Yes, apart from libraries and similar cases (frameworks etc), it's no
doubt rare for closed-source "end-user packages" to be sold with
licenses that include source and allow you to "do anything with it".
However, allowing customization (at least for internal use within the
customer organization), while rare, is far from unheard of. I used to
work for a software house which sold rich and complex packages of
software meant for 3D mechanical design. The packages came with tens of
thousands of lines of (closed-source) code, in a proprietary scripting
language implemented by the package itself, which users (typically
mechanical engineers) were _expected_ to tweak to customize the overall
product for their specific purposes -- such modified parts of the
"scripting source" of the overall product were routinely shared among
different customers, and occasionally sold from one to another.
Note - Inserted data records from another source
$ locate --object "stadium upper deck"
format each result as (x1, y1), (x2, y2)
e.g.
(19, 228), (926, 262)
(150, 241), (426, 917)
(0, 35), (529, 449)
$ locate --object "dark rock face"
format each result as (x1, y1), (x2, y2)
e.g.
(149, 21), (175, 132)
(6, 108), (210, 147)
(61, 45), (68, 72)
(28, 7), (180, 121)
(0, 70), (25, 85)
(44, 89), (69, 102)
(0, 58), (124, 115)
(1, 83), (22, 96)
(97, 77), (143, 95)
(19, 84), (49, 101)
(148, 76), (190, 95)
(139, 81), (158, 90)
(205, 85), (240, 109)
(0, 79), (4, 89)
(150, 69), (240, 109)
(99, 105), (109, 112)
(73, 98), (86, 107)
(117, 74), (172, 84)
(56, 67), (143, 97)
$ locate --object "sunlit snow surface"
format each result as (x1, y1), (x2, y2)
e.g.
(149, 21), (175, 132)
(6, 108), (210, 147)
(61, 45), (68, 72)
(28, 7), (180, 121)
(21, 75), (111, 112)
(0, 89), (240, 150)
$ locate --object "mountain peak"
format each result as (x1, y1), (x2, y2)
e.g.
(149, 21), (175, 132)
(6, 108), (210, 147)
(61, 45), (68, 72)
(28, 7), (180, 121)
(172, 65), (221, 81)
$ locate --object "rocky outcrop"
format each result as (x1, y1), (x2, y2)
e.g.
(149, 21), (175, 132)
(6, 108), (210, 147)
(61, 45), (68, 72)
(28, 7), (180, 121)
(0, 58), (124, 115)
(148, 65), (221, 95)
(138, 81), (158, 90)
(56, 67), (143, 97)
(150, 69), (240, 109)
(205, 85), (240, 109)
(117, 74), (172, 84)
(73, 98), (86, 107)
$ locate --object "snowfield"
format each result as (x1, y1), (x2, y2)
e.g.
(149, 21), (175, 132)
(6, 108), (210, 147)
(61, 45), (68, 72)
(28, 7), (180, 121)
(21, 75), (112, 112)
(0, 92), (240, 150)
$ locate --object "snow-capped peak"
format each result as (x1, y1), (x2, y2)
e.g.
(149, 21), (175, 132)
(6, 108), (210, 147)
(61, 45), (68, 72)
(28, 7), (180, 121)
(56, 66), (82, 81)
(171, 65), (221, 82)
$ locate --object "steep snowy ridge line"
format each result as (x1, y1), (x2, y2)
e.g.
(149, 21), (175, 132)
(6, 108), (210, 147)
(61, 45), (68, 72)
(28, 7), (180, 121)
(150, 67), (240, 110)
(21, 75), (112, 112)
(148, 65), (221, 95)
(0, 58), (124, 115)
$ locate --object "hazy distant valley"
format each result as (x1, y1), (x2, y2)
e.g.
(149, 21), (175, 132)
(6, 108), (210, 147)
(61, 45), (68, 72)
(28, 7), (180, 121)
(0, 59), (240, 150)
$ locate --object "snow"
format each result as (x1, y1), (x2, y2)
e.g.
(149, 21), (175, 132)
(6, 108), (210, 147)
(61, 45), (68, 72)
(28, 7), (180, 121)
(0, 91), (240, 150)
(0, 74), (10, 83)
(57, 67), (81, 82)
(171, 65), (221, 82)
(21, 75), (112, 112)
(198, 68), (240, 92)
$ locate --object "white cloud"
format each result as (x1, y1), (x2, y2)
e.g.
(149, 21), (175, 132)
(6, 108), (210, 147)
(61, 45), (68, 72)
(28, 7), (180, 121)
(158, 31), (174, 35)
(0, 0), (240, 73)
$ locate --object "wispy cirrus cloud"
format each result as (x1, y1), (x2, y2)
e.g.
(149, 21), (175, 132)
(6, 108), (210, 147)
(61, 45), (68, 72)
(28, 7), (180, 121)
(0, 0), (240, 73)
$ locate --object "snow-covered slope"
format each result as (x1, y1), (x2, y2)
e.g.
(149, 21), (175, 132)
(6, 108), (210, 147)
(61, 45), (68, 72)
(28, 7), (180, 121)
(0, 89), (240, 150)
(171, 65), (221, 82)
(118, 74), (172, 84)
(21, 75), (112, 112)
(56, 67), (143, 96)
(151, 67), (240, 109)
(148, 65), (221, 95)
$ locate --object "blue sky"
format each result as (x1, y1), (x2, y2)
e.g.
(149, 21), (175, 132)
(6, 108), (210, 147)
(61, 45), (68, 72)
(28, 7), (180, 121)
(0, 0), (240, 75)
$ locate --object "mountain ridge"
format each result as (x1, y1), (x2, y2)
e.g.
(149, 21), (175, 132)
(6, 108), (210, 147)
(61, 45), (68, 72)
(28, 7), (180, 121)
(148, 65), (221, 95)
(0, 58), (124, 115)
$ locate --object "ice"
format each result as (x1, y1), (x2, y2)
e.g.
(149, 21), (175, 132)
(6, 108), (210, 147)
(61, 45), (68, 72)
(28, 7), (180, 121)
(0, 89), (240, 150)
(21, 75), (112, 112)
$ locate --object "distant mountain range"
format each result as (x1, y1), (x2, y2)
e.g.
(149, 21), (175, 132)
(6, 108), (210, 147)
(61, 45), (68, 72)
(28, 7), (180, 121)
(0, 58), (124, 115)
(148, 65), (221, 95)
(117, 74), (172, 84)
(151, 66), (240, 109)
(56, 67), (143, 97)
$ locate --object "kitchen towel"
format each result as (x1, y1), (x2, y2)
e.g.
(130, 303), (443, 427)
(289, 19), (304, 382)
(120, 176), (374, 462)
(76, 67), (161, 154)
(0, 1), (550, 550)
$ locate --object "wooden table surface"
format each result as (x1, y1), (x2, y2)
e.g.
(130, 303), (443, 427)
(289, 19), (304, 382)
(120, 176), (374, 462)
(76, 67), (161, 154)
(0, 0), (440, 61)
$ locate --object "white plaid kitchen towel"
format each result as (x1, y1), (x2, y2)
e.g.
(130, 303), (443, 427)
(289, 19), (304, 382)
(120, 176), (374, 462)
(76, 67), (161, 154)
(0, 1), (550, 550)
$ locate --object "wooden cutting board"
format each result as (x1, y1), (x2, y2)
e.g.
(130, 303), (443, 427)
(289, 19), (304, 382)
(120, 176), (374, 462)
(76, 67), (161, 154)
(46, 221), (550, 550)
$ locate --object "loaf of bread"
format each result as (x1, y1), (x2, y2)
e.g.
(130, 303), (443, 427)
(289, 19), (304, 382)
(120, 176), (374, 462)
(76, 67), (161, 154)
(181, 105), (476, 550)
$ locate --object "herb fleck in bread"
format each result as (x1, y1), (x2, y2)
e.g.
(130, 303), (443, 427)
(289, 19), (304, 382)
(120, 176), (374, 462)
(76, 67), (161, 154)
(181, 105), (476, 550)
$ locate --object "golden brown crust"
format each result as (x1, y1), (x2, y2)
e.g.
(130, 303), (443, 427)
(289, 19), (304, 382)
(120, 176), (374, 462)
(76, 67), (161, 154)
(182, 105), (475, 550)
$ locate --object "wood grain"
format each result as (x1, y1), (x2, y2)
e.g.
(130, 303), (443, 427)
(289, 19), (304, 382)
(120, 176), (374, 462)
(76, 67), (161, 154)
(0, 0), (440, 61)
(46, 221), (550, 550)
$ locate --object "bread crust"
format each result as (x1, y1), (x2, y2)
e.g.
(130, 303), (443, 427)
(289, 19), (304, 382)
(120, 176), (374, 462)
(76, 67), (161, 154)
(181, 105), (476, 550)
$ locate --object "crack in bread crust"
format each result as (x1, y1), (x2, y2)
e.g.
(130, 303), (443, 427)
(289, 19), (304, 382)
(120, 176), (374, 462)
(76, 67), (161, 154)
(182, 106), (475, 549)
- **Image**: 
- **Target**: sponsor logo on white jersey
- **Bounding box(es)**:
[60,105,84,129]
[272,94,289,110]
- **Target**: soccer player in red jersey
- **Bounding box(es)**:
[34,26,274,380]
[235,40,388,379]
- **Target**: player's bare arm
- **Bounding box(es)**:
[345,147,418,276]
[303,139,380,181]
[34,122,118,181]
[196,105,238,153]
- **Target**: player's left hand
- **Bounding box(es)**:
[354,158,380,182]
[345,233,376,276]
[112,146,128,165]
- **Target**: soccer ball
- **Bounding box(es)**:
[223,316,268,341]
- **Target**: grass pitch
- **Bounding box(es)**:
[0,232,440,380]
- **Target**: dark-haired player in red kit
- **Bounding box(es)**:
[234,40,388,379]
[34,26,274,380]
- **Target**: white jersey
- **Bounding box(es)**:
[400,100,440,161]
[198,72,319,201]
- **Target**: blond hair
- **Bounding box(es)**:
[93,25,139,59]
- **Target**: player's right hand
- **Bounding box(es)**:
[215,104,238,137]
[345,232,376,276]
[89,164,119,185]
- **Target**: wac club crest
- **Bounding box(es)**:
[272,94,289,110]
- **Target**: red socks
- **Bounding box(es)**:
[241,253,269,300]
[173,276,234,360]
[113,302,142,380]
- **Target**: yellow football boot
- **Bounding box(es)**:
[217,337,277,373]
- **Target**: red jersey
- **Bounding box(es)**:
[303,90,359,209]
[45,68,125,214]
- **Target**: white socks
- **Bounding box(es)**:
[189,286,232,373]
The choice of which parts of code in the scripting language were made
thus customizable and sharable was quite deliberate: the application
contained much more code in that scripting language, but most of it was
only distributed in compiled form (or even with the compiled form
already turned into data in some library or executable) -- the parts
that were sold as sources were picked to be those which would be most
useful for customers to customize and share, yet not damage the business
model of the software house. (and yes, it WAS closed source software,
anyway -- customers were theoretically not permitted to give our source
or derived works thereof to others who _weren't_ customers, I think;
anyway the engine needed to run the scripts was not redistributable, so
that provisions, if there, was of modest value).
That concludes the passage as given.